The impact of copper nanoparticles surfactant on the structural and biological properties of chitosan/sodium alginate wound dressings.

ABSTRACT

Multifunctional wound dressings based on hydrogels are an efficacious and practicable strategy in therapeutic processes and accelerated chronic wound healing. Here, copper (Cu) nanoparticles were added to chitosan/sodium alginate (CS/SA) hydrogels to improve the antibacterial properties of the prepared wound dressings. Due to the super-hydrophobicity of Cu nanoparticles, polyethylene glycol (PEG) was used as a surfactant, and then added to the CS/SA-based hydrogels. The CS/SA/Cu hydrogels were synthesized with 0, 2, 3.5, and 5 wt% Cu nanoparticles. The structural and morphological properties in presence of PEG were evaluated using Fourier-transform infrared spectroscopy (FTIR), Differential scanning calorimetry (DSC), and field emission scanning electron microscopy (FESEM).
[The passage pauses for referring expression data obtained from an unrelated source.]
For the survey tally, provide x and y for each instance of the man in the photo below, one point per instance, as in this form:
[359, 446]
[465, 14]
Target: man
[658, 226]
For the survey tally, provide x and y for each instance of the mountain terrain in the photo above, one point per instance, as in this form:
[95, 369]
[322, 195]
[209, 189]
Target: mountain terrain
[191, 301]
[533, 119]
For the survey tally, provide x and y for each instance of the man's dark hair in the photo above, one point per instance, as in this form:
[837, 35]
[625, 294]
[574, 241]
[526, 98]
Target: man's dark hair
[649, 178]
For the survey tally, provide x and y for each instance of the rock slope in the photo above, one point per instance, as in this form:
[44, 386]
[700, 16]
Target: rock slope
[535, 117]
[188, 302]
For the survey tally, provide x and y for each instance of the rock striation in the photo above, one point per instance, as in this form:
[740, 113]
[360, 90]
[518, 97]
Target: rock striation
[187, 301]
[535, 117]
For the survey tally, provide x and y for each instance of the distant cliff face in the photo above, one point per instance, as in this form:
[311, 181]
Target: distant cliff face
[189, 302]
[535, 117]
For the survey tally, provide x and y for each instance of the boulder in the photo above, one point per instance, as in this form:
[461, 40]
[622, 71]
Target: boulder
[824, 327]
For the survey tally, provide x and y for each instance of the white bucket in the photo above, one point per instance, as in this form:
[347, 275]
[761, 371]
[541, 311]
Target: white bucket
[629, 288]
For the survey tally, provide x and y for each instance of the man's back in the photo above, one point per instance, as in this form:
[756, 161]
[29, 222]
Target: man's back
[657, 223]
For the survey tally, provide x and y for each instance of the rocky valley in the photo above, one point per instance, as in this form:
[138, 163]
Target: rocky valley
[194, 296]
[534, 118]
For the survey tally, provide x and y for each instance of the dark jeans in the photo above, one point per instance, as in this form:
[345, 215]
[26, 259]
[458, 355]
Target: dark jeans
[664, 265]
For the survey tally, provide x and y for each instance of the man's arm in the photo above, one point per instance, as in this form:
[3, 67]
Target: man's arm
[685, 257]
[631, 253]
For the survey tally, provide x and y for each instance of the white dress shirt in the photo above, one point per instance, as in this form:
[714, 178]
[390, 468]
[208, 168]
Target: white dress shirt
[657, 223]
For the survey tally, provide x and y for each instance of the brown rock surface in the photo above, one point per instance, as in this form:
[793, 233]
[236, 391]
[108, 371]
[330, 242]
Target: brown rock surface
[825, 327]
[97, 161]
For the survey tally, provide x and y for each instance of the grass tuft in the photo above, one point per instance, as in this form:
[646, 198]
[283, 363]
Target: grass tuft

The biodegradation and swelling properties of the hydrogels were investigated in phosphate buffer saline (PBS) at 37 °C for up to 30 days. Cell viability and adhesion, as well as antibacterial behavior, were investigated via MTT assay, FESEM, and disk diffusion method, respectively. The obtained results showed that PEG provided new intra- and intermolecular bonds that affected significantly the hydrogels' degradation and swelling ratio, which increased up to ~1200 %. Cell viability reached ~110 % and all samples showed remarkable antibacterial behavior when CS/SA/Cu containing 2 wt% was introduced. This study provided new insights regarding the use of PEG as a surfactant for Cu nanoparticles in CS/SA hydrogel wound dressing, ultimately affecting the chemical bonding and various properties of the prepared hydrogels.